Il existe, dans presque toutes
les cultures, des représentations de la vie après la mort. Celles-ci ont été
considérées comme des illusions consolatrices, censées exorciser la peur de la
mort et comme des vestiges de formes de pensée archaïque, préscientifique. Mais
aujourd’hui, c’est la science elle-même qui semble avoir quitté son terrain,
recouvrant celui perdu par les religions et promettant, à l’instar de
celles-ci, une sorte de vie après la mort : l’immortalité numérique.
L’immortalité numérique désigne
la possibilité pour un être humain de transférer sa conscience ou son esprit,
ou pour un employer une expression plus conventionnelle et moins floue, le
contenu de son cerveau sur un support numérique afin de s’assurer, une existence
post-mortem, éventuellement sous la forme d’un robot humanoïde.
Le 10 juillet 2020 sortait le
film écrit et réalisé par Gavin Rothery, et intitulé fort à propos Archive,
qui raconte l’histoire d’un scientifique (George Almore) qui, endeuillé par la
perte de sa compagne, essaie de la ramener à la vie, grâce au mind-uploading.
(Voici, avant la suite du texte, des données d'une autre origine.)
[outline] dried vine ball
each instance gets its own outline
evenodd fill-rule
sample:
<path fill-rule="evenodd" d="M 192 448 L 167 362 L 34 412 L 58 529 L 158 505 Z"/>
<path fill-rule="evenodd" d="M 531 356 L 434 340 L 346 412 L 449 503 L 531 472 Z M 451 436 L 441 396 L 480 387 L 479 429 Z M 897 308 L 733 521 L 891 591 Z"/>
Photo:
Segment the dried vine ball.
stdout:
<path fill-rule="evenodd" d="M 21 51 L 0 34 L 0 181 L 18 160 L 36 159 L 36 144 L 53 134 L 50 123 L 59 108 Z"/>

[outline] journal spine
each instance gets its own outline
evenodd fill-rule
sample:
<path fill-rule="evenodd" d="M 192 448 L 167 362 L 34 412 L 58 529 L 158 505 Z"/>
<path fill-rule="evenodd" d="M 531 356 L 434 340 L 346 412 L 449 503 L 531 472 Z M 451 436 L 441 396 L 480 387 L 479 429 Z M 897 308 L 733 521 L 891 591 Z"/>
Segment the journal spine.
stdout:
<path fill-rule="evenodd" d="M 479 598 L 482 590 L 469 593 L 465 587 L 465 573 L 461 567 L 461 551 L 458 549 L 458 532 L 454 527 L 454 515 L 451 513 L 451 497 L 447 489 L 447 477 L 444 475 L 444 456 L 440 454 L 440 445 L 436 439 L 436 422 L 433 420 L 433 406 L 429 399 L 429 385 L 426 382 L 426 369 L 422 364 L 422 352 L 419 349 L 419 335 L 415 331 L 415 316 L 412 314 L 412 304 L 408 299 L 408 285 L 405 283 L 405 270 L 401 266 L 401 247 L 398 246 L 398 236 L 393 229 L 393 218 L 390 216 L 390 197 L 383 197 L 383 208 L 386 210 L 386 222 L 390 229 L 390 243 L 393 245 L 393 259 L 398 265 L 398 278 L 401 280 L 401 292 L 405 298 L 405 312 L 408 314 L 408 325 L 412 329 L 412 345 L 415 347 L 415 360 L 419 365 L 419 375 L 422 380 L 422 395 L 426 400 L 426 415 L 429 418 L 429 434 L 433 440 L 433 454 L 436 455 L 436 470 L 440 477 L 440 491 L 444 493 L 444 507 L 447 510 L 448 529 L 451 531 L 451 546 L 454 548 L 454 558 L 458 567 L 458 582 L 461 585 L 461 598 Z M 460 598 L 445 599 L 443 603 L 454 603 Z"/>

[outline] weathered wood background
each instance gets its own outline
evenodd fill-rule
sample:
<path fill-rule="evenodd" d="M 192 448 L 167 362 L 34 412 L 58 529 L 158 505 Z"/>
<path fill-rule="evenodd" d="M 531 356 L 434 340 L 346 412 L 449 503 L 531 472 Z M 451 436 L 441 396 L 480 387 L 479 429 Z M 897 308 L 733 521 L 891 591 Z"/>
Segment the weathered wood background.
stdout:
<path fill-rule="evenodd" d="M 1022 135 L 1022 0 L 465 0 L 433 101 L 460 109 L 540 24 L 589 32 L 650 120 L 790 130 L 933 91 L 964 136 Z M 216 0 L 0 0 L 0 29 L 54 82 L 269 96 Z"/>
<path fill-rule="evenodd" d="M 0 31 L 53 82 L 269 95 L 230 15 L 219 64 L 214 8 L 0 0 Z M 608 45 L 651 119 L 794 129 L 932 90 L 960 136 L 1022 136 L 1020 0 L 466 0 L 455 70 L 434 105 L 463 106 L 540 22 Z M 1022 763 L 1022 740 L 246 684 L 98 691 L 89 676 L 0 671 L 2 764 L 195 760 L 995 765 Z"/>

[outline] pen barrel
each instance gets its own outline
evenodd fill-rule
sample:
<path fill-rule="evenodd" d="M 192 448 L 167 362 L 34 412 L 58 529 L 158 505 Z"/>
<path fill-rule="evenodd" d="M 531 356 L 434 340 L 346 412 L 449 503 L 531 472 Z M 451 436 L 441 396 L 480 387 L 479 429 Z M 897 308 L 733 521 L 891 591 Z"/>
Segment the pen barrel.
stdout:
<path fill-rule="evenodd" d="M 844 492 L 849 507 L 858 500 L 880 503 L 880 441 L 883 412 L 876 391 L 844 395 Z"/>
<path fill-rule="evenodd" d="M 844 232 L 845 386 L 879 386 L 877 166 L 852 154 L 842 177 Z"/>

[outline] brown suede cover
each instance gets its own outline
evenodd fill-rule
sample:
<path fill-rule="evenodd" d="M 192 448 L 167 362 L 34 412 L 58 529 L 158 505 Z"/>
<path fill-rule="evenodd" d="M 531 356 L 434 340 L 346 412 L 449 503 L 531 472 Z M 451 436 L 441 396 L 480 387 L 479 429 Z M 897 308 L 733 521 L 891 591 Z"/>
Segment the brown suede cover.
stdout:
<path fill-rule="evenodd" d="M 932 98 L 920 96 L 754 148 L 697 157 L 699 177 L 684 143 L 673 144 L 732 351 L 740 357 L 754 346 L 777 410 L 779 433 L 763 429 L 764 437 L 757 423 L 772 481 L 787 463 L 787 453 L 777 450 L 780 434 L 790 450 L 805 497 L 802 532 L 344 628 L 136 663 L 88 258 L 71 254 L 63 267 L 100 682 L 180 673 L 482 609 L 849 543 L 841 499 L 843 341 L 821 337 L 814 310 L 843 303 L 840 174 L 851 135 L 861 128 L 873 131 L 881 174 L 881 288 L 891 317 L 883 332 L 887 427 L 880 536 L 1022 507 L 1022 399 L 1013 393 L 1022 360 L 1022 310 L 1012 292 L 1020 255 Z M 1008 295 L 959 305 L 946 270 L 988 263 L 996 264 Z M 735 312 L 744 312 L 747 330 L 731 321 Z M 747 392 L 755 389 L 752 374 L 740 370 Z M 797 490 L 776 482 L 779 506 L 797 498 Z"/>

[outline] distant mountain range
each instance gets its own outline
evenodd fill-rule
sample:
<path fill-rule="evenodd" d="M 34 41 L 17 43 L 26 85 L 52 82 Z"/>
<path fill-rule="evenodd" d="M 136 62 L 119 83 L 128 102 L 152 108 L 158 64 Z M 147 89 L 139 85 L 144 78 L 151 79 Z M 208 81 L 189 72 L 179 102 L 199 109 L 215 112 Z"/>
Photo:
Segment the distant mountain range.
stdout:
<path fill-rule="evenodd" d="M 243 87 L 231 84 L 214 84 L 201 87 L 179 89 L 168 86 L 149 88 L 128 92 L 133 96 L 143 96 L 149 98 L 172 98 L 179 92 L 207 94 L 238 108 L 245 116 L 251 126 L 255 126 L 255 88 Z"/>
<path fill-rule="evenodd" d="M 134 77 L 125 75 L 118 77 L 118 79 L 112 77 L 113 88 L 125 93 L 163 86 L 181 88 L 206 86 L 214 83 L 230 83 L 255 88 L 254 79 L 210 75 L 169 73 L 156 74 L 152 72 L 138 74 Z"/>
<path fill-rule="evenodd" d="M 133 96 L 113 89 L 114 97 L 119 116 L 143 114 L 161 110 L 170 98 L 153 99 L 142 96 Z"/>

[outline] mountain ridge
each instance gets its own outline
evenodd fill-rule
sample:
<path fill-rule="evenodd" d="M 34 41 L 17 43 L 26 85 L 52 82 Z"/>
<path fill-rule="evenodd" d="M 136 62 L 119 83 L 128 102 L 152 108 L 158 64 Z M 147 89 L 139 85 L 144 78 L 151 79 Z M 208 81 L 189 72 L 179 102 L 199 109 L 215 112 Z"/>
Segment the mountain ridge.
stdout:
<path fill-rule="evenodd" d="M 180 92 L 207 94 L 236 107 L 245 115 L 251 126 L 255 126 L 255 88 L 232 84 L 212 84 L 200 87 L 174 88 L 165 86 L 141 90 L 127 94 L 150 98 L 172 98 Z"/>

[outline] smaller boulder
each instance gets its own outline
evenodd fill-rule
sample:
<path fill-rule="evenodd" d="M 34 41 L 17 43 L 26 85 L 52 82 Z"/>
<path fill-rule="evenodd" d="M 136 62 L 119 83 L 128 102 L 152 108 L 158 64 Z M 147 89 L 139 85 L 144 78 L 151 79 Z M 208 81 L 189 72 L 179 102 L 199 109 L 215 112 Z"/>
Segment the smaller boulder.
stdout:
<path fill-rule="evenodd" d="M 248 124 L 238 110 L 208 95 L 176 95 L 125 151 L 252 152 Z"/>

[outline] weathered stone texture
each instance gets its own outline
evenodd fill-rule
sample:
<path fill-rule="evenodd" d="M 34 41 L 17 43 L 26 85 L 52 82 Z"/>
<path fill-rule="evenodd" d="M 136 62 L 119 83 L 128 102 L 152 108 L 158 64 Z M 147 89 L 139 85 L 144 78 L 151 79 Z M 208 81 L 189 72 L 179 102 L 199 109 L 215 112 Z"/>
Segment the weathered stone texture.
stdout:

Le
scientifique en question avait auparavant réussi à télécharger, sous la forme d’une
archive, le contenu du cerveau de sa compagne et essayait de fabriquer
un robot humanoïde capable d’éprouver toute la gamme des passions humaines
(joie, tristesse, jalousie, rancune...) afin d’y transplanter la conscience de la
défunte. Les faits se passent en 2038, soit dans moins d’un demi-siècle. Ray
Kurzweil, le directeur de l’ingénierie chez Google, celui que l’on considère
comme « le Thomas Edison de notre époque » annonce, quant à lui, l’immortalité
numérique d’ici 2045.
Le mind-uploading est une
technique, en développement, qui permet, ou pourrait permettre de
transférer, le contenu d’un cerveau sur un ordinateur, lequel serait alors en
mesure de reconstituer l’esprit en simulant son fonctionnement. On peut toujours
arguer que cela relève de la science-fiction voire de la simple fiction
puisqu’en fait, à ce jour, aucune extraction de la conscience et aucun transfert
n’ont été réalisés. Mais toutes les prouesses technologiques ont été, au moment
de leur conception, considérées comme impossibles. Chimériques ou non, cette
idéologie bénéficie de l’appui de très grandes institutions comme Google qui
investit massivement dans les sciences de la vie[1].
Rémi Sussan résume très bien
l’idéologie des tenants de l’immortalité numérique ou virtuelle, enjeu majeur du transhumanisme : « Leur
théorie est la suivante : notre esprit est une production émergente de
l'interaction entre les neurones. Si nous pouvons cartographier ces
interactions, et les reproduire sur un autre support, nous aurons effectué une
"copie de sauvegarde" de notre personnalité. Reste alors à placer
cette copie dans un nouveau corps, artificiel ou même virtuel, pour ressusciter
l'individu ainsi préservé »[2].
Tout une industrie est en train
de se créer autour de cette idéologie, relayée par une abondante cinématographie
(de Total recall à Archive), par des applications qui permettent
de discuter avec une sorte d’avatar virtuel d’un proche disparu (Replika) et
des startups fantastiques comme Nectome qui propose à ses clients de
sauvegarder leurs cerveaux sur le cloud en attendant de pouvoir le télécharger,
dans un avenir plus ou moins proche, sur une machine.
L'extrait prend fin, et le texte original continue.